A framework built for real-world compliance
Rather than treating compliance as a box-ticking exercise, the ramsac Data Security Framework focuses specifically on how data is created, shared, stored and governed across Microsoft 365 in day-to-day use.
It helps organisations:
- Assess their current position, understanding what data exists, where it lives, who can access it, and where the real risks are
- Put the essentials in place, prioritising quick wins that immediately reduce exposure
- Apply technical controls, such as sensitivity labels, retention policies and data loss prevention
- Automate and enforce rules, reducing reliance on user judgement alone
- Maintain oversight, with ongoing review, reporting and alignment between policy and reality
Crucially, written policies and continuous assessment sit underneath everything. That means what’s documented reflects what’s actually happening in Microsoft 365, not just what should be happening.
The confidence that comes from being in control
When data governance is done well, the benefits go far beyond compliance.

Audits feel manageable rather than stressful.
Leadership understands their true risk posture.
Teams collaborate without fear or hesitation.
Security becomes part of business as usual, not a blocker.
It’s not about locking data down.
It’s about knowing where it is, who can access it, and why.
If compliance and security are on your agenda this year
Whether you’re preparing for an audit, responding to customer requirements, or simply trying to reduce risk across Microsoft 365, having a clear, structured approach makes all the difference.
Accidental risk is the biggest threat you’re not tracking.
Talk to us about how the ramsac Data Security Framework helps you take control of your Microsoft 365 environment, reducing risk, proving compliance, and keeping your teams moving.

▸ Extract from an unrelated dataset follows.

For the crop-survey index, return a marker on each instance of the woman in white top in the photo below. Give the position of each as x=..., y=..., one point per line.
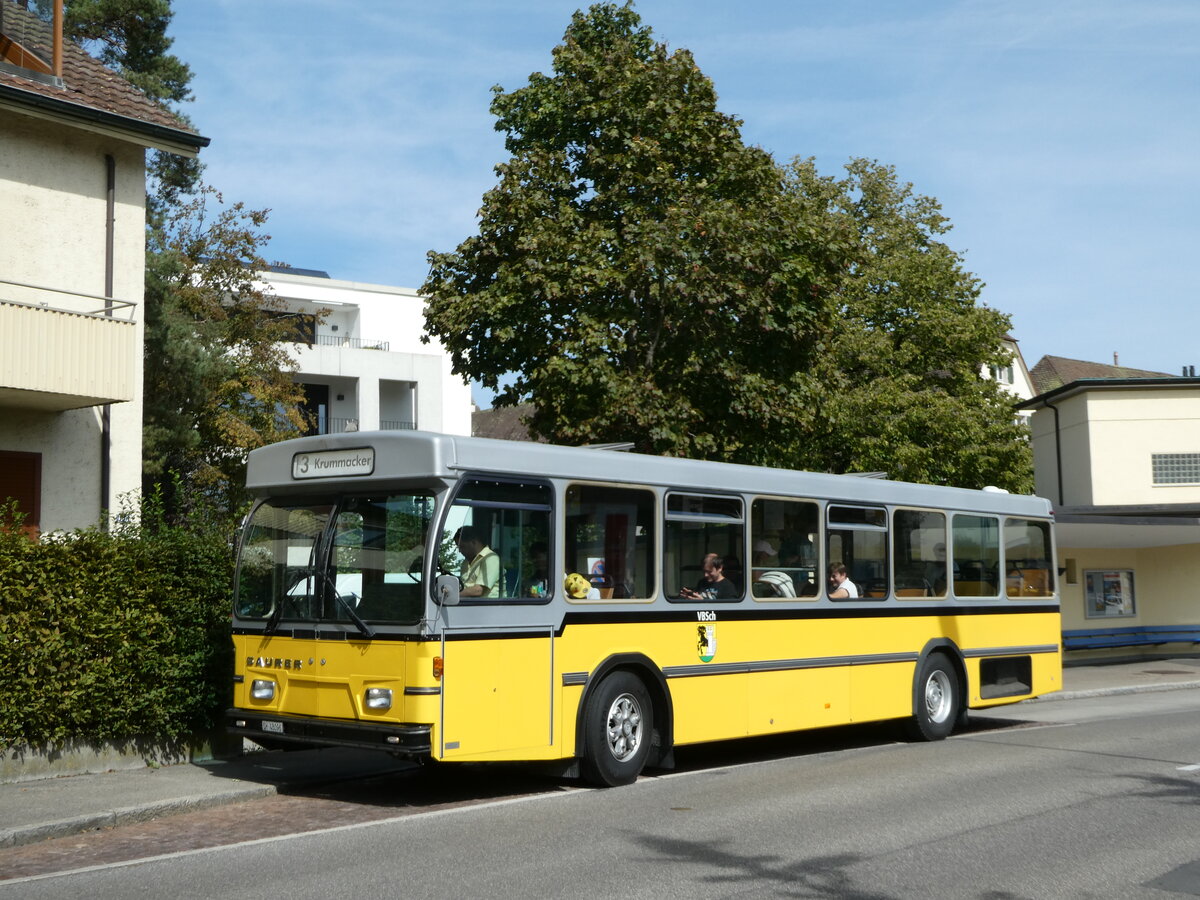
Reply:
x=840, y=586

ramsac Data Security Framework: Your journey to secure, well-governed data
The ramsac Data Security Framework helps organisations take control of their data, offering a flexible approach to understanding, protecting, and managing information with confidence.

Data breach FAQs
The most common cause of data breaches is accidental exposure, such as data being shared too widely, permissions not being reviewed, or sensitive information being retained longer than necessary.
Microsoft 365 is secure by design, but risk builds over time when governance is not actively managed. Organic growth, changing teams, and inconsistent policies can lead to excessive access and unmanaged data.
Organisations can reduce accidental data breaches by implementing clear data governance, applying consistent technical controls like sensitivity labels and data loss prevention, and regularly reviewing access and policies.
Data governance in Microsoft 365 is the practice of controlling how data is stored, accessed, shared, and retained, ensuring it aligns with regulatory requirements and business policies.
The ramsac Data Security Framework helps organisations embed compliance into everyday working practices by combining policy, technical controls, automation, and ongoing oversight within Microsoft 365.